There are many ways to mess up doing unique identifiers. It's a hard problem, and that's why we've sorta agreed on a few distinct ways to do it. First, we can just autonumber. Easy, but it doesn't always scale that well, especially in distributed systems. Second, we can use something like UUIDs: mix a few bits of real data in with a big pile of random data, and you can create a unique ID. Finally, there are some hashing-related options, where the data itself generates its ID.
Tiffanie was digging into some weird crashes in a database application, and discovered that their MODULES
table couldn't decide which was correct, and opted for two: MODULE_ID
, an autonumbered field, and MODULE_UUID
, which one would assume, held a UUID. There were also the requsite MODULE_NAME
and similar fields. A quick scan of the table looked like:
MODULE_ID | MODULE_NAME | MODULE_UUID | MODULE_DESC |
---|---|---|---|
0 | Defects | 8461aa9b-ba38-4201-a717-cee257b73af0 | Defects |
1 | Test Plan | 06fd18eb-8214-4431-aa66-e11ae2a6c9b3 | Test Plan |
Now, using both UUIDs and autonumbers is a bit suspicious, but there might be a good reason for that (the UUIDs might be used for tracking versions of installed modules, while the ID is the local database-reference for that, so the ID shouldn't change ever, but the UUID might). Still, given that MODULE_NAME
and MODULE_DESC
both contain exactly the same information in every case, I suspect that this table was designed by the Department of Redunancy Department.
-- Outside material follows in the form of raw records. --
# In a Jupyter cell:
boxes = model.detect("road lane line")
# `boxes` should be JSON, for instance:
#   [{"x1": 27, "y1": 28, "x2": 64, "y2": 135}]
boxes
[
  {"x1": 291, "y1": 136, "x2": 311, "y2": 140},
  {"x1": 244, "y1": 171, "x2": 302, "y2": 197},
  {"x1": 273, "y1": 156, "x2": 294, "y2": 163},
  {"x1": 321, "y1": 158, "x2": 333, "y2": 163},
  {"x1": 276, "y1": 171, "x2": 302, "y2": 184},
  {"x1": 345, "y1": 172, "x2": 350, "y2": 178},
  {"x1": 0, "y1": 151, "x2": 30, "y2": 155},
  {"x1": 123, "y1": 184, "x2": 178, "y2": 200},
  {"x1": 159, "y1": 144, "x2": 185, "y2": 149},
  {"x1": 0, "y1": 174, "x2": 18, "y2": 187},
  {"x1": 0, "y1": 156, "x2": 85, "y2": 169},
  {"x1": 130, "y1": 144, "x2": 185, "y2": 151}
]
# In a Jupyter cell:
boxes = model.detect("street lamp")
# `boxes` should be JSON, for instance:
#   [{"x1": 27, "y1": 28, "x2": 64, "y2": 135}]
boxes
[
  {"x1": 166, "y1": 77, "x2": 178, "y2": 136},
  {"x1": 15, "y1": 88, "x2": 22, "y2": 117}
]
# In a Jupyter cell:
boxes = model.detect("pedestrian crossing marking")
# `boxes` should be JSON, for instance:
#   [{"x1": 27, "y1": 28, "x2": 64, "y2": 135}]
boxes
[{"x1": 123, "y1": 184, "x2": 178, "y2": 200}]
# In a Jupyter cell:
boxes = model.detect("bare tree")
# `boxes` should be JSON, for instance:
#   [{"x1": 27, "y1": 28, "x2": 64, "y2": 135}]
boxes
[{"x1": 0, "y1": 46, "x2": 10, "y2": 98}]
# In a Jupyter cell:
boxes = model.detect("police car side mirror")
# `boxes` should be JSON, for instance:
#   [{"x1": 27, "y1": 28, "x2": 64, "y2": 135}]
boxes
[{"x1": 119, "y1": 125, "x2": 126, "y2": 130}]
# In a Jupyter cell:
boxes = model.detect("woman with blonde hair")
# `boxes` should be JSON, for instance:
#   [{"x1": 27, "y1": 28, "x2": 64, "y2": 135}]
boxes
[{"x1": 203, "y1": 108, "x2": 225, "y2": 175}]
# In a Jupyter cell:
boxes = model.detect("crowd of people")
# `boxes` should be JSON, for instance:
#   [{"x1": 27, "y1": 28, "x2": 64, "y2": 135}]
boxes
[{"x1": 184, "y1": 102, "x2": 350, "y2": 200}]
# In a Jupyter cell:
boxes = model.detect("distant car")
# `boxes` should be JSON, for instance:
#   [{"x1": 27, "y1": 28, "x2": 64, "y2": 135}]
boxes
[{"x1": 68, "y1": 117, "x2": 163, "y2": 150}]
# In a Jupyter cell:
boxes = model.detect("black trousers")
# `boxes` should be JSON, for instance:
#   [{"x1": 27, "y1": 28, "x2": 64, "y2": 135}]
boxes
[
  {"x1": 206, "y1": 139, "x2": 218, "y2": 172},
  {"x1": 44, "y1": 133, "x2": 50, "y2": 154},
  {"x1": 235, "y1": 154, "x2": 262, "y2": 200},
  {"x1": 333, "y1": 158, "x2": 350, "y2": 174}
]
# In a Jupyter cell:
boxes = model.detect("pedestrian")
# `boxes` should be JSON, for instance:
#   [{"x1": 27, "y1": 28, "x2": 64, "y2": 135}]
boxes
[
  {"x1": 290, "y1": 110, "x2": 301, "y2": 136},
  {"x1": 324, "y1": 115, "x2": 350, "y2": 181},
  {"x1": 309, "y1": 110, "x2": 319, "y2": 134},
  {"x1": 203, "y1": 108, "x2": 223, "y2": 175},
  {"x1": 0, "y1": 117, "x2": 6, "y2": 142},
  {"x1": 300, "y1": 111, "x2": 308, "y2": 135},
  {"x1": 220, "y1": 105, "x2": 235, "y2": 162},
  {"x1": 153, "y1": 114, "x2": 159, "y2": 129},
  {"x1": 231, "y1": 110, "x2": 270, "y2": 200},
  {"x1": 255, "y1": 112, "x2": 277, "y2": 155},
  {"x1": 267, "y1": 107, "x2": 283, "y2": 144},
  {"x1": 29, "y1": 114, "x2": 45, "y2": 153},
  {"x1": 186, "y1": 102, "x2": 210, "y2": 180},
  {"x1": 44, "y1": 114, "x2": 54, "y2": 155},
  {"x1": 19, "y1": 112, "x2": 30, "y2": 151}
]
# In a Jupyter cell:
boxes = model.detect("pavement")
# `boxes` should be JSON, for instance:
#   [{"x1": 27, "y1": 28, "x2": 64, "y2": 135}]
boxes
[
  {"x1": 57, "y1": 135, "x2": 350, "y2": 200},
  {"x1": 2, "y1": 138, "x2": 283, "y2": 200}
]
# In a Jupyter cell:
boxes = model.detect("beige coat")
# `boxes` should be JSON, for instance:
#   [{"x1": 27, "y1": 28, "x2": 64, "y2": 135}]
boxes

Still, that's hardly the worst sin you could commit. What would be really bad would be using the wrong datatype for a column. This is a SQL Server database, and so we can safely expect that the MODULE_ID
is numeric, the MODULE_NAME
and MODULE_DESC
must be text, and clearly the MODULE_UUID
field should be the UNIQUEIDENTIFIER
type, right?
Well, let's look at one more row from this table:
MODULE_ID | MODULE_NAME | MODULE_UUID | MODULE_DESC |
---|---|---|---|
11 | Releases | Releases does not have a UUID | Releases |
Oh, well. I think I have a hunch what was causing the problems. Sure enough, the program was expecting the UUID field to contain UUIDs, and was failing when a field contained something that couldn't be converted into a UUID.